I first met Maya Angelou, who died on Wednesday May 27, in June, 1990 at the American Booksellers Convention at a press conference held at Washington’s Shoreham Hotel at which the towering Angelou got a roaring standing ovation from the press corp.
The former dancer and actor, author, civil rights activist, poet and academic charmed, amused and pricked consciences with her anecdotal stories about the triumph and pain of being black.
Photo by Karen Leon
Her autobiographical work, “I Know Why The Caged Bird Sings,” created a sensation when it was first published and has since been required reading in many schools. As the usually antsy press audience sat silent, she read the following:
“The man who is a bigot is the worst thing God has got, except his match, his woman, who is really Ms. Begot.” x
During our private chat, I asked Angelou why, unlike most African Americans — who prefer to cite their involuntary arrival to these shores — she opted to include Blacks along with Jewish, Irish, Italian, Polish, Russian and other immigrants.

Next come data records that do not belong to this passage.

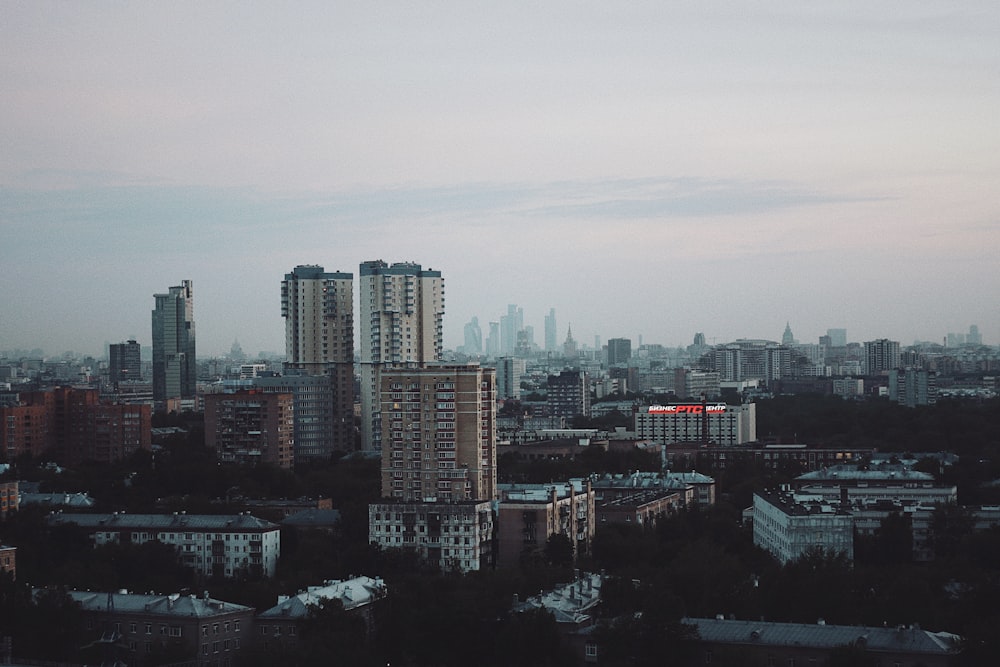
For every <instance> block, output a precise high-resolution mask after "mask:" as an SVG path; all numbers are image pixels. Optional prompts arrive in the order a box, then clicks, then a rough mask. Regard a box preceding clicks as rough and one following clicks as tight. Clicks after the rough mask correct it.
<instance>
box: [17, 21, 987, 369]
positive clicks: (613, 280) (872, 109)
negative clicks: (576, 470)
mask: <svg viewBox="0 0 1000 667" xmlns="http://www.w3.org/2000/svg"><path fill="white" fill-rule="evenodd" d="M0 16H2V19H3V20H2V21H0V41H2V43H3V44H4V58H3V64H2V65H0V90H2V91H3V99H4V104H3V105H0V276H2V278H3V279H2V280H0V303H2V304H3V306H4V309H3V315H2V316H0V349H12V348H23V349H30V348H35V347H40V348H42V349H44V350H45V351H46V352H48V353H50V354H51V353H59V352H62V351H64V350H75V351H80V352H85V353H92V354H100V353H102V352H103V349H104V344H105V343H106V342H117V341H120V340H124V339H126V338H129V337H135V338H136V339H137V340H138V341H139V342H140V343H142V344H144V345H148V344H149V339H150V311H151V309H152V307H153V294H154V293H160V292H163V291H165V290H166V289H167V287H168V286H171V285H177V284H179V283H180V281H182V280H192V281H193V284H194V299H195V301H194V302H195V306H194V308H195V319H196V321H197V332H198V353H199V354H200V355H210V354H220V353H223V352H225V351H227V350H228V349H229V347H230V346H231V345H232V343H233V341H234V340H238V341H239V342H240V344H241V345H242V347H243V349H244V350H246V351H247V352H248V353H252V354H256V352H257V351H259V350H268V351H277V352H280V351H282V350H283V348H284V339H283V331H284V328H283V327H284V325H283V321H282V318H281V311H280V291H279V290H280V282H281V279H282V277H283V275H284V274H285V273H287V272H288V271H290V270H291V269H292V268H293V267H295V266H296V265H299V264H321V265H323V266H324V267H325V268H326V269H327V270H328V271H346V272H353V273H355V274H357V272H358V265H359V263H360V262H362V261H365V260H371V259H379V258H381V259H384V260H386V261H388V262H398V261H415V262H419V263H420V264H422V265H423V266H424V267H425V268H433V269H436V270H440V271H441V272H442V274H443V276H444V278H445V285H446V290H447V303H446V316H445V329H444V337H445V344H446V346H449V347H455V346H458V345H461V343H462V325H463V324H464V323H465V322H467V321H468V320H469V319H470V318H471V317H473V316H478V318H479V321H480V324H481V325H483V326H484V327H485V324H486V323H487V322H488V321H490V320H496V319H498V318H499V316H500V315H501V314H502V313H503V312H504V311H505V310H506V306H507V304H508V303H516V304H518V305H519V306H521V307H522V308H523V309H524V313H525V324H529V325H532V326H534V327H535V330H536V341H538V340H539V339H540V337H541V334H540V332H541V329H542V318H543V316H544V314H545V313H547V312H548V310H549V308H555V309H556V313H557V318H558V322H559V338H560V341H561V340H562V339H563V338H564V337H565V335H566V327H567V325H572V328H573V335H574V337H575V338H576V339H577V340H578V341H580V342H581V343H584V344H591V343H592V342H593V338H594V336H595V335H598V336H600V337H601V339H602V340H606V339H607V338H609V337H614V336H627V337H631V338H633V339H637V338H638V337H639V336H642V337H643V339H644V341H645V342H649V343H662V344H666V345H686V344H688V343H690V342H691V339H692V336H693V334H694V332H696V331H701V332H704V333H705V335H706V337H707V338H708V340H709V341H710V342H711V341H716V342H719V343H722V342H727V341H729V340H732V339H735V338H739V337H753V338H768V339H772V340H780V336H781V333H782V330H783V329H784V326H785V323H786V322H789V323H790V324H791V327H792V329H793V330H794V332H795V335H796V337H797V338H798V339H800V340H803V341H810V342H815V341H816V340H817V338H818V336H820V335H822V334H824V333H826V330H827V328H830V327H842V328H846V329H847V330H848V334H849V337H850V339H851V340H870V339H873V338H879V337H888V338H892V339H896V340H900V341H903V342H904V343H907V342H910V341H913V340H914V339H921V340H934V341H940V340H941V339H942V338H943V337H944V336H945V335H946V334H947V333H948V332H953V331H956V332H961V331H965V330H967V328H968V326H969V325H970V324H977V325H978V326H979V330H980V331H981V332H982V335H983V339H984V342H985V343H988V344H997V342H998V339H1000V309H998V308H997V307H996V305H995V303H994V301H995V299H996V296H997V295H998V294H1000V272H998V271H997V270H996V251H997V250H998V249H1000V199H998V197H997V195H996V188H997V184H998V183H1000V131H998V129H997V124H996V118H998V117H1000V86H998V85H997V74H998V73H1000V51H998V49H997V48H996V34H997V30H998V28H1000V9H998V8H997V6H996V4H995V3H987V2H966V3H961V5H958V6H956V5H954V4H953V3H946V2H923V3H918V4H907V5H894V6H889V5H872V4H870V3H859V2H848V3H837V4H835V5H828V6H826V5H824V6H819V5H802V4H801V3H792V2H778V3H771V4H768V5H767V6H766V7H763V6H760V7H758V6H754V7H753V8H750V7H749V6H744V5H742V4H739V3H702V4H698V5H697V6H689V5H681V4H676V3H661V2H656V3H653V2H650V3H630V4H628V5H624V6H622V5H611V4H606V3H586V4H580V3H566V2H549V3H542V4H541V5H538V4H536V3H520V2H514V3H502V4H500V5H490V4H486V5H476V4H469V3H457V2H444V3H435V4H434V5H433V6H430V7H427V6H422V5H406V6H403V5H371V4H370V3H353V2H341V3H319V2H303V3H296V4H294V5H277V4H274V5H272V4H265V3H212V4H210V5H208V6H205V5H203V4H200V3H185V2H171V3H162V2H161V3H139V4H108V3H53V2H32V3H8V4H5V5H4V6H3V8H2V10H0Z"/></svg>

“It makes no difference whether we came voluntarily as immigrants in steerage, or spoon-fashion in the holds of slave ships,” she replied. “We are all disembarked on our shores. We are all Americans and we must work together to make this a better place to live because this is now our home.”
I don’t know which was more blinding — her mega-Watt smile or my daughter Karen’s camera flash, as, towering over me, she power-hugged me for a photo-op
On January 20, 1993, Ms. Angelou made history: She was the first Black woman to read a poem she had written at the inauguration of [then] President-elect Bill Clinton.